Governance & Risk Management , Multi-factor & Risk-based Authentication , Privacy
Mental Health Records Database Found Exposed on Web
Cyber Researcher Reported Findings to Virtual Care Provider; Data Now SecuredAn AI-powered virtual care provider's unsecured database allegedly exposed thousands of sensitive mental health and substance abuse treatment records between patients and their counselors on the internet - where they were available to anyone, said the security researcher who discovered the trove.
See Also: Conversational Cyber Insurance: How Cybersecurity and Cyber Insurance are Interwined
Although it is unclear how long the records were allegedly left exposed, Texas-based virtual care company Confidant Health secured the data within hours of hearing from security researcher Jeremiah Fowler, who notified the firm about his discovery. In total, the 5.3-terabyte database - unprotected by a password or any other form of authentication - contained 126,276 files, along with a separate folder holding 1.75 million logging records, he said.
Documents in the database included names and sensitive information of Confidant Health patients, counselors and medical professionals, Fowler said.
"The patients' records contained images of driver's licenses, ID cards, insurance cards, Medicaid cards, letters of care listing prescription medication, and medical record requests or waivers. The database also contained diagnostic drug tests indicating names, addresses and test results for specific substances," he said in a report issued Friday.

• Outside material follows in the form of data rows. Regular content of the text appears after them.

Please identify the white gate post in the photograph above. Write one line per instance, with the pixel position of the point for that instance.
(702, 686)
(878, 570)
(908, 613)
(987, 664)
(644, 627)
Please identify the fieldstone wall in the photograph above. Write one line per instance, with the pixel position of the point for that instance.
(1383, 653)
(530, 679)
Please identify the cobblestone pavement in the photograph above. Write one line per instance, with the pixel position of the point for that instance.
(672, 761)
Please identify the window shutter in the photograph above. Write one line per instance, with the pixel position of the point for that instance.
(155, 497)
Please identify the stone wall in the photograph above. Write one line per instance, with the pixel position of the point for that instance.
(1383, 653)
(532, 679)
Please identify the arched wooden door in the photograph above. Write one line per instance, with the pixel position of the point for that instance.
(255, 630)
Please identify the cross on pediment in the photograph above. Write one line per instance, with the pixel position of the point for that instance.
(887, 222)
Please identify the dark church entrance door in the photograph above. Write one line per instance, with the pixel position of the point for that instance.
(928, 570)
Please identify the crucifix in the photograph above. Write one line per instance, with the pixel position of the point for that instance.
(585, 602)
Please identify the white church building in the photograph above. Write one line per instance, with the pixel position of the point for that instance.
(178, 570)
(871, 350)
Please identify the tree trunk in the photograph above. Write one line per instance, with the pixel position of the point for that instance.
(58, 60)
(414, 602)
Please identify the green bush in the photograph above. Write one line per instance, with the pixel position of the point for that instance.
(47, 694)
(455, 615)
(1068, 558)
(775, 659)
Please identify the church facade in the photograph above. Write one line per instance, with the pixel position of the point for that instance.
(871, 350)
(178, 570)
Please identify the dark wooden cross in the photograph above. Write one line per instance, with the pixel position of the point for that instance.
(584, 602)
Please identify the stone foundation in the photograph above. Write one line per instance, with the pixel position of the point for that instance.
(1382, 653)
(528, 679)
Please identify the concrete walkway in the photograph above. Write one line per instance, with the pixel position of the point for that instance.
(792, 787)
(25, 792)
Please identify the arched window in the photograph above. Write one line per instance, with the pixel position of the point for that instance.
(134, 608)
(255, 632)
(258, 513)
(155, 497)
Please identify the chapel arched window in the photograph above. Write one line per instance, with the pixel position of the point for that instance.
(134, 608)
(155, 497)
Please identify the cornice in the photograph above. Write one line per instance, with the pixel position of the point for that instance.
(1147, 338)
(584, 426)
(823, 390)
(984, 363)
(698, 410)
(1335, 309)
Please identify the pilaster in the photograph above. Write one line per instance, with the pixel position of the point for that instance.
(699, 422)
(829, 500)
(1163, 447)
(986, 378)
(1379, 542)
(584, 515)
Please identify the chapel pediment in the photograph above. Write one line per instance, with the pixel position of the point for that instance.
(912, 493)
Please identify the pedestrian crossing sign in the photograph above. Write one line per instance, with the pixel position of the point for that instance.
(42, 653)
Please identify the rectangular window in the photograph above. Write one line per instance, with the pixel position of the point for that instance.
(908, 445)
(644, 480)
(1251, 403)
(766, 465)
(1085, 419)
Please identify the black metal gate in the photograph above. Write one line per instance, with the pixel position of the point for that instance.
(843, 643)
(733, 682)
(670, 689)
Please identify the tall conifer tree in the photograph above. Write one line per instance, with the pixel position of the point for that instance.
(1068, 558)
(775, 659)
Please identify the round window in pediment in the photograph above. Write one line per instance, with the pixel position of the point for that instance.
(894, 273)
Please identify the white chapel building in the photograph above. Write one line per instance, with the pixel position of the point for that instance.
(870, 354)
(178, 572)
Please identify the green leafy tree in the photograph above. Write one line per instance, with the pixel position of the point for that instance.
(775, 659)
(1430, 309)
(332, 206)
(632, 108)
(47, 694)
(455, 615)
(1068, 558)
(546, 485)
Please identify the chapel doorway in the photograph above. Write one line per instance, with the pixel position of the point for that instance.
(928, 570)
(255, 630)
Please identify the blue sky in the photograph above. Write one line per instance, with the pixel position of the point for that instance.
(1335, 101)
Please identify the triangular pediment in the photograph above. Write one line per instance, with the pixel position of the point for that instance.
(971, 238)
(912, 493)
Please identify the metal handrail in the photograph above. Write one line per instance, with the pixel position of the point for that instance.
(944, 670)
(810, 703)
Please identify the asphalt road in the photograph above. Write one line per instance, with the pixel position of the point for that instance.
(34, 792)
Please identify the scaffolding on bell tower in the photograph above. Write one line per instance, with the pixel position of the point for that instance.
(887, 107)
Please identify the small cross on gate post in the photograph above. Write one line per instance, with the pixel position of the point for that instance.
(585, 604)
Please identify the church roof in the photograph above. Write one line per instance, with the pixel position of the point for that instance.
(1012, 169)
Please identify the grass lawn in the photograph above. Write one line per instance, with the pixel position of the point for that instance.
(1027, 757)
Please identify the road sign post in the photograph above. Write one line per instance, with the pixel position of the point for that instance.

"I saw documents indicating psychotherapy intake notes and psychosocial assessments that provided details about mental health or substance abuse, touching upon the patients' family issues, psychiatric history, trauma history, medical conditions and additional diagnoses," he said.
Fowler said he saw references to audio and video recordings of the sessions and text transcripts covering "highly detailed and deeply personal family topics, disclosing names of children, parents, partners and the nature of conflicts."
Fowler, who is a researcher at security vendor vpnMentor and co-founder of security services firm Security Discovery, told Information Security Media Group he manually analyzed about 1,000 documents and estimated that about 60% of them were accessible.
"With such a large number of documents, the only way to know how many were exposed would have been to go through each one, and this would have taken a very long time and allowed those documents to be at risk longer, so I made the decision to report it as soon as possible," he said.
"Many of the patients have multiple documents so it is possible that perhaps one may have had some but not all records exposed on their specific files. The application has been downloaded at least 10,000 times on Android alone so I would say that is a baseline or minimum without counting iOS or direct users going to physical locations," he said.
The specific files that Fowler found "were accessible using nothing more than an internet browser and required no password or administrative credentials once you knew the file path or URL address," he told ISMG.
On its website, Confidant Health calls itself an "app-based hub of resources and real-life clinical providers" offering a range of services including alcohol rehab, online Suboxone clinic, pre-addiction treatment, addiction treatment, behavior change program, recovery coach, opioid withdrawal management, medication-assisted treatment.
The company also offers a Telehealth Addiction Recovery application that is available for iOS and Android.
Confidant Health did not immediately respond to ISMG's request for comment on Fowler's alleged discovery.
Common Mishaps?
Fowler said he knows why or how the Confidant Health files became exposed to the internet, but it isn't the first time he has discovered troves of unsecured health information. In a report issued in January, Fowler said he discovered an unsecured database appearing to belong to a Netherlands-based medical laboratory that exposed 1.3 million records on the internet, including COVID test results and other personally identifiable information.
Fowler said the data appeared to belong to Coronalab.eu, which is owned by Microbe & Lab, a medical laboratory based in Amsterdam (see: Medical Lab Database Exposed 1.3M Records, COVID Test Info).
"I recommend that healthcare providers conduct regular security audits of their network and storage environments," Fowler said. "Ensure that any third-party vendors or contractors also test their systems for vulnerabilities and that any additional software is up to date. There is no one-size-fits-all approach to cybersecurity, and with a patchwork of different systems for data collection and storage, it leaves plenty of room for gaps," he said.
"My advice would be to understand that patient data is equally as valuable as the services provided, and only by investing in data security and being proactive can entities avoid data incidents."